El
recinto en que Jesús acababa de penetrar se llamaba Getsemaní, nombre que
significa lagar del aceite, porque era el lugar en donde se aprensaban las
aceitunas que se cosechaban con abundancia en aquel monte de los olivos. Allí
era donde Dios esperaba al nuevo Adán para exprimirle en el lagar de la eterna
justicia. Al verle entrar en el jardín de Getsemaní, el Padre no miró en él más
que al representante de la humanidad decaída, degradada por todos los vicios y
manchada con todos los crímenes.
Y Jesús, el leproso voluntario, consintió en
ser sólo el hombre de dolores. Dejó eclipsarse su divinidad y que la humanidad
con sus flaquezas, debilidades y desolaciones, entrase sola, en lucha con el
sufrimiento.
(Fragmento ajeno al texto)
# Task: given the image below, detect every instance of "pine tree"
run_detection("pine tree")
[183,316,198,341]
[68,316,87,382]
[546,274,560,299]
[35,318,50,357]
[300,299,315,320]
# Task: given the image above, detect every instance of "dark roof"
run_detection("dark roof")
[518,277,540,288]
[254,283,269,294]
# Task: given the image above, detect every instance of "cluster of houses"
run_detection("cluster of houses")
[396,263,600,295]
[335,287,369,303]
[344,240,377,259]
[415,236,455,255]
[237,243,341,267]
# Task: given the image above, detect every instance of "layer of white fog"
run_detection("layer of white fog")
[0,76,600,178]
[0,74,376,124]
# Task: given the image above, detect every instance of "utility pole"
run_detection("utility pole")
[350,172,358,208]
Para no someter a sus apóstoles a tan dura prueba, ordenóles que
le aguardaran a la entrada del huerto: “Sentaos aquí,
les dijo, mientras yo me retiro para Orar.” Tomó consigo a Pedro,
Santiago y Juan, los mismos que habían sido testigos de su gloriosa
transfiguración en el Tabor. Sólo ellos, fortificados por aquel gran recuerdo, eran
capaces de asistir al espectáculo de su agonía sin olvidar que era el Hijo de
Dios.
Apenas estuvo solo, cuando cayó en el más completo abatimiento. Habiendo suspendido su influencia la divinidad, la humanidad del Cristo se encontró en presencia de la visión pavorosa del martirio que debía sufrir. Un profundo tedio, junto con espantoso temor y amarga tristeza, se apoderó de su espíritu, hasta el punto de hacerle lanzar este gemido de suprema angustia: “¡Mi alma está triste hasta la muerte!” Sin un milagro de lo alto, la humanidad hubiera sucumbido bajo el peso del dolor. Los tres discípulos, conmovidos y aterrados, le miraban con ternura sin atreverse a pronunciar palabra. “Quedaos aquí y velad, díjoles con trémula voz, mientras yo voy a ponerme en oración.”